The Church was subject to works of conservation and enhancement, in which we proceeded to the restoration of the mural paintings. These were in a worrying state of degradation as a result of the prolonged state of ruin which the building was subject to.
According to those responsible for the restoration, the painting extends across the entire back wall of the chancel and goes on till half of the adjacent walls.
In the nave, there is a painting at the end of the side walls, near the wall of the triumphal arch, in a status similar to the previous one.
The restoration began by the dry removal of the mosses and lichens that covered the painting and the daily application of a specific product for the prevention of living organisms and to facilitate their removal.
Roots were found between the plaster and the support, thus being immediately removed. This was followed by a wet cleaning, possible only due to the exceptional of the original plaster.
The gaps were filled in depth prior to the application of the final plaster, for which a mortar with two parts of white sand, one part of yellow sand and one part and half of lime, plus a small portion of black stone powder, was chosen.
Those responsible for the restoration chose not to perform a chromatic reintegration due to the excessive fragmentation of the painting. In parallel, we proceeded to the washing of the batters of the nave, which presented remnants of whitewashed plaster.
The back wall painting corresponds, according to the researchers, to a campaign from the beginning of the sixteenth century and can be divided into two distinct parts.
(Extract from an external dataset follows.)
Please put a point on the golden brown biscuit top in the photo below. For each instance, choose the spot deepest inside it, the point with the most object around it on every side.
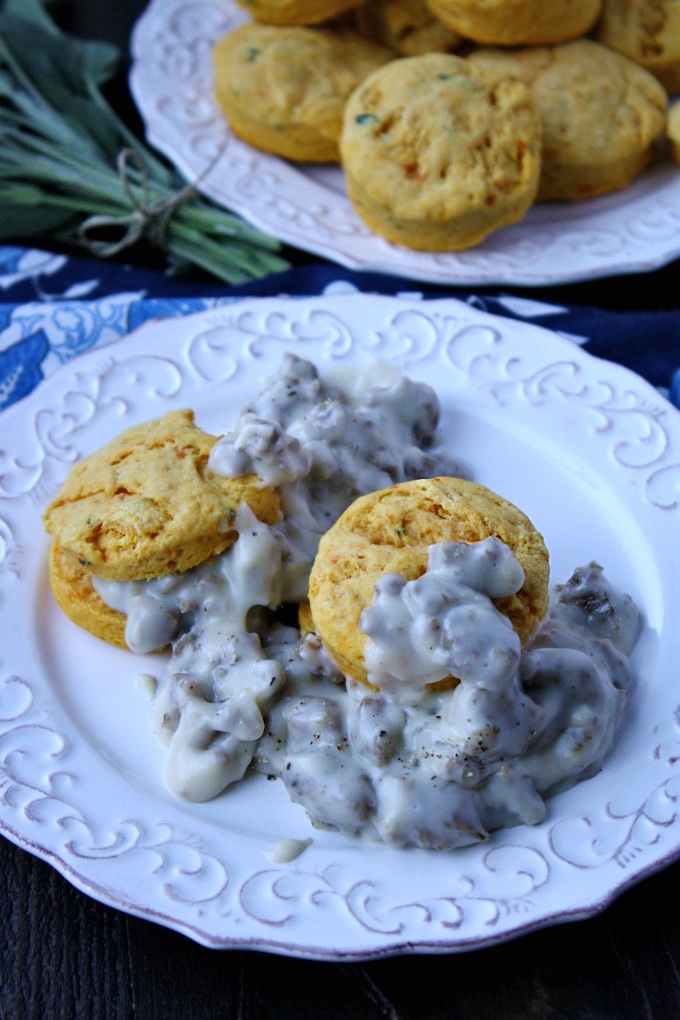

The upper part is filled with a decorative composition of botanic elements involving a central coat of arms. The lower part is divided into three vertical areas representing three figures of saints. There are two monks with miter and crosier: to the left, probably Saint Benedict, and to the right, probably, Saint Bernard. At the centre would stand Saint Mammes, despite the large number of missing elements. These images are finished by a winding-bar-shaped frame.
On top of the composition there are traces of a second pictorial campaign, which would cover the entire back wall, extending till half of the side walls. In the latter, it is possible to observe a representation of arms marked by stamped decorative motifs.
In the nave, the fragments found on the side walls should be part of the first campaign of the chancel. The plaster of the upper and lower layers has, on both sides, a central gap, and features a decorative painting with a repeating pattern of red and black quatrefoils.